Maccabi USA builds Jewish pride through sports, producing the emotional intensity, high ideals, and powerful camaraderie of competition. We connect athletes, volunteers, fans, and supporters with the global Jewish community. Our athletic, educational, and cultural experiences build Jewish identity, perpetuate Jewish continuity worldwide, and strengthen support for the State of Israel.

For more information, please contact Maccabi USA at (215) 561-6900.

About the organization:
Maccabi USA (MUSA) is a federally-recognized not-for-profit 501(c)(3) organization with an extensive history of enriching Jewish lives through athletic, cultural and educational programs. The organization is the official sponsor of the United States Team to the World Maccabiah Games, and the Pan American and European Maccabi Games, as well as a sponsor of the JCC Maccabi Games for teens in North America. As the official Maccabi representative in the U.S., Maccabi USA supports Jewish athletic endeavors, enhanced by cultural and educational activities in the United States, Israel and throughout the Diaspora.

MUSA develops, promotes and supports international, national and regional athletic-based activities and facilities. It strives to provide Jewish athletes the world over the opportunity to share their heritage and customs in competitive athletic settings. MUSA supports programs that embody the Maccabi ideals of Jewish Continuity, Zionism and Excellence in Sport. Maccabi USA Builds Jewish Pride Through Sports.

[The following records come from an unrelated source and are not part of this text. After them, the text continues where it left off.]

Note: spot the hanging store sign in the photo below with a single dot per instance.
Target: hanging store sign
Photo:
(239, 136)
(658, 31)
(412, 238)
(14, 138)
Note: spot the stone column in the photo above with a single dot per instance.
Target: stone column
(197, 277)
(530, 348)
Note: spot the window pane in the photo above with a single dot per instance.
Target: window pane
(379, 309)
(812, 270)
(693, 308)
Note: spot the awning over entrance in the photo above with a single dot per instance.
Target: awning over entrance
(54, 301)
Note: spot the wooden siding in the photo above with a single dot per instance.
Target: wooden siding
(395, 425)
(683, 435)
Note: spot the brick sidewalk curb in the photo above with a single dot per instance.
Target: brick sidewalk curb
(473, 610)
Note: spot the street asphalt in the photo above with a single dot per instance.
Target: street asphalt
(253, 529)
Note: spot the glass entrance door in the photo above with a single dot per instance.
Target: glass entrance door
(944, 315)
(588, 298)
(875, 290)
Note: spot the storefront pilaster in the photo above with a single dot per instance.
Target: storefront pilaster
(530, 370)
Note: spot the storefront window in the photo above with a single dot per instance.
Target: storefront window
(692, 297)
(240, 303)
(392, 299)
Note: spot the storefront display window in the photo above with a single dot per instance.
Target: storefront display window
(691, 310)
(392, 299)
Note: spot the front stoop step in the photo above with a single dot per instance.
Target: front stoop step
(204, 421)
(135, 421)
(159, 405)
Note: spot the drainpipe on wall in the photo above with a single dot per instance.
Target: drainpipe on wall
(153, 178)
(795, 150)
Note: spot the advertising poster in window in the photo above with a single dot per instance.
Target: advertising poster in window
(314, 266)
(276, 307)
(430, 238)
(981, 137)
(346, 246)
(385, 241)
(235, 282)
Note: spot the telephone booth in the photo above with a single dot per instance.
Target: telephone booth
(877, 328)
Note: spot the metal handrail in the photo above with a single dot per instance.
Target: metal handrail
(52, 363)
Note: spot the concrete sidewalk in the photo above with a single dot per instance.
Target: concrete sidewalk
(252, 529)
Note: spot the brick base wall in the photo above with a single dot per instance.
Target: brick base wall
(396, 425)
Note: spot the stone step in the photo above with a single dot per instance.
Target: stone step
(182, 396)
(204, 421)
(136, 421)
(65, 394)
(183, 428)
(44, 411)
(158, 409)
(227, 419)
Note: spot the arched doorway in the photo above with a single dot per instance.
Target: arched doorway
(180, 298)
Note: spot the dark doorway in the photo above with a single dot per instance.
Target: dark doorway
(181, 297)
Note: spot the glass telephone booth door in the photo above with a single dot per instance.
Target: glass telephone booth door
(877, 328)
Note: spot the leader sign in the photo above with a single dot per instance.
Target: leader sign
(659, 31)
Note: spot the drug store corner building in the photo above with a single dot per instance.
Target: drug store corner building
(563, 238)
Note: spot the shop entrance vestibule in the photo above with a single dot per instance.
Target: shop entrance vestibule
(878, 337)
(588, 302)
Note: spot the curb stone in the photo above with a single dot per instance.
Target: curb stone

Maccabi USA is a U.S. Olympic Committee (USOC) Multi-Sport Organization (MSO). The organization is one of 38 MSOs nationwide to be recognized by the USOC for its ability to cultivate a national interest in sport and increase opportunities for participation internationally, nationally and at the grassroots level. 

###


----------



## 373 (Jun 9, 2006)

I've played that course. It's just so incredible to see so much history around you, I found it difficult to concentrate.

I'll copy and paste your message, then send it to my synagogue and a few other poeple, asking them to send it to theirs'...

I hope you find some players.


----------



## Maccabi USA (May 11, 2016)

DennisM said:


> I've played that course. It's just so incredible to see so much history around you, I found it difficult to concentrate.
> 
> I'll copy and paste your message, then send it to my synagogue and a few other poeple, asking them to send it to theirs'...
> 
> I hope you find some players.


Thanks Dennis!


----------